Acutus announced a deal to acquire Rhythm Xience, and new strategic partnerships with Peerbridge Health, Cardiac Designs and MedFact, to offer more electrophysiology products that complement its AcQMap multi-electrode electrophysiology mapping catheter system.

Acutus Medical Inc., which markets the AcQMap multi-electrode electrophysiology mapping system, will acquire Rhythm Xience, which makes devices to help electrophysiology catheters cross the heart’s septum, the companies announced on 9 May.

On the same day, Acutus also announced strategic partnerships with monitoring companies Peerbridge Health and Cardiac Designs, and a deal with MedFact to distribute its robot-enabled radiofrequency ablation catheter.

Terms of the deals were not disclosed.

“We've been working on these for quite a while and had discussions on each of these companies for over a year getting to know each other ... They’re great culture fits,” Acutus CEO Vince Burgess told Medtech Insight. The deals were announced on 9 May to coincide with the Heart Rhythm Society conference in San Francisco.

The AcQMap platform uses dipole density mapping to create a three-dimensional map of cardiac electrical activity of the heart in real-time. Burgess believes combining AcQMap with the technologies from Rhythm Xience, Peerbridge Health, Cardiac Designs and MedFact will make the treatment of cardiac arrhythmias more efficient and effective. (Also see "Acutus Is Trying To Fundamentally Change Understanding Of Arrhythmia With AcQMap" - Medtech Insight, 28 Mar, 2019.)

“It's been our stated strategy for quite some time here at Acutus to provide a complete solution for electrophysiologists … not just mapping, but provide a full suite of products,” Burgess said.

“It's been our stated strategy for quite some time here at Acutus to provide a complete solution for electrophysiologists." – Vince Burgess

Acutus will help push the field of electrophysiology from “EP 2.0” to “EP 3.0,” Burgess said. “EP 1.0” was the early development of the surgical Cox-Maze ablation procedure and the first 2D electrophysiology recording systems in the 80s and 90s, he explained. The advent of 3D mapping systems in the last 20 years created “EP 2.0” but, “success rates and procedure times … seem to have started to plateau. Success rates are not seeing the kind of improvements that everyone would like to see.”
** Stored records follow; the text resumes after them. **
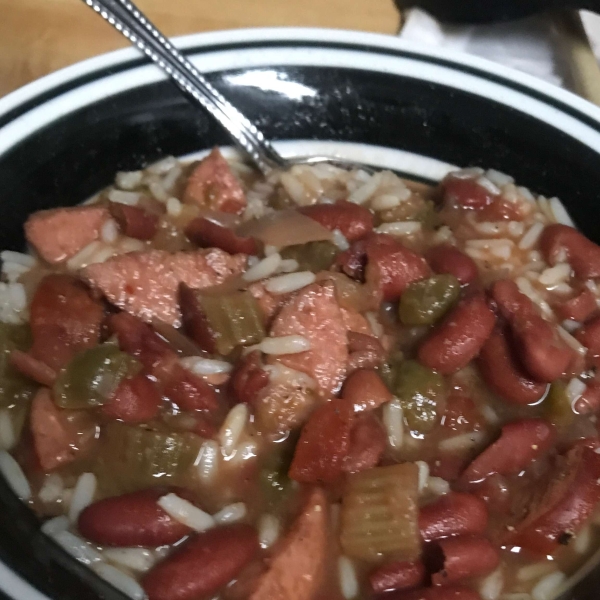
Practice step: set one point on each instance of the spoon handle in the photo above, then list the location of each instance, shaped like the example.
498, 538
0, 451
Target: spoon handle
126, 18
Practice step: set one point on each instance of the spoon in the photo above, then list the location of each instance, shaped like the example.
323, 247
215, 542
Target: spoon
129, 20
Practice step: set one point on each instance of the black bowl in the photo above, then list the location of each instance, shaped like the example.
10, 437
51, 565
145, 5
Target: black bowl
363, 96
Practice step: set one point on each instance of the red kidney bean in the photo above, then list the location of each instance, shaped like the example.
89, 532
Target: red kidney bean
578, 308
391, 267
131, 520
136, 400
465, 557
35, 369
520, 443
569, 501
582, 254
544, 355
438, 593
459, 337
352, 220
367, 445
589, 336
207, 234
324, 443
134, 221
453, 514
448, 259
589, 401
466, 193
398, 575
365, 390
64, 320
249, 378
202, 565
502, 373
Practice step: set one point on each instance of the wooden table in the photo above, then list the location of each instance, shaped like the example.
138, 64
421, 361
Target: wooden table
40, 36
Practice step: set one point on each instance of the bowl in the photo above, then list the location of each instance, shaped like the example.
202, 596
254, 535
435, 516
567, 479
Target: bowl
367, 97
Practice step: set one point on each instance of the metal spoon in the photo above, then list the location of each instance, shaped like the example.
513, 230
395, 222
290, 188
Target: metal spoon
126, 18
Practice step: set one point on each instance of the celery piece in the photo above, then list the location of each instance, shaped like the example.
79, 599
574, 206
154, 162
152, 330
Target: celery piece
313, 256
421, 392
221, 322
92, 376
14, 387
379, 517
133, 458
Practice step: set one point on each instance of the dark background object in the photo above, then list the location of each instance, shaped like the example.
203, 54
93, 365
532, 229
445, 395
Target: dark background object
486, 11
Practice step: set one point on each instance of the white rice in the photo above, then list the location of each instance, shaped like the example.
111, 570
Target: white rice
52, 488
109, 232
286, 344
174, 207
288, 265
557, 274
122, 197
400, 228
491, 587
231, 513
128, 180
535, 571
185, 512
14, 476
284, 284
438, 486
265, 268
338, 238
423, 474
55, 525
348, 579
7, 433
529, 240
123, 582
463, 441
136, 559
232, 428
77, 547
164, 165
393, 419
83, 494
205, 366
547, 587
207, 462
268, 530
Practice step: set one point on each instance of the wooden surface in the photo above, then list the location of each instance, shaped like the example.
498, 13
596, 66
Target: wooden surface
40, 36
To move past this plateau, Acutus is “obsessively focusing on looking at every single element of an electrophysiology procedure and every element of the continuum of care of a patient who has an arrhythmia [in order to] improve the whole diagnostic and therapeutic loop, and also simplify, streamline and improve the success rates of each individual procedure,” Burgess said.

"[Acutus is] in discussions with a number of other companies that are bringing important new improvements to the field large and small," Burgess said. "We're not done yet. We hope and expect to bring much-needed change to this field."

Rhythm Xience Brings Specific Catheter Expertise

Catheter mapping and ablation procedures require electrophysiologists to navigate the catheter across the interatrial septum of the heart, which is "one of the dodgiest parts of the procedure, especially for newer electrophysiologists," Burgess explained.

Minnesota-based Rhythm Xience markets three devices to help this process: the Lancer integrated transseptal dilator/needle, the Guider fixed-curve introducer and the Flextra steerable introducer. All three devices earned a 510(k) from the US Food And Drug Administration in 2017 and Rhythm Xience markets them in the US. Acutus expects to earn CE marks soon, which would allow it to market them in Europe.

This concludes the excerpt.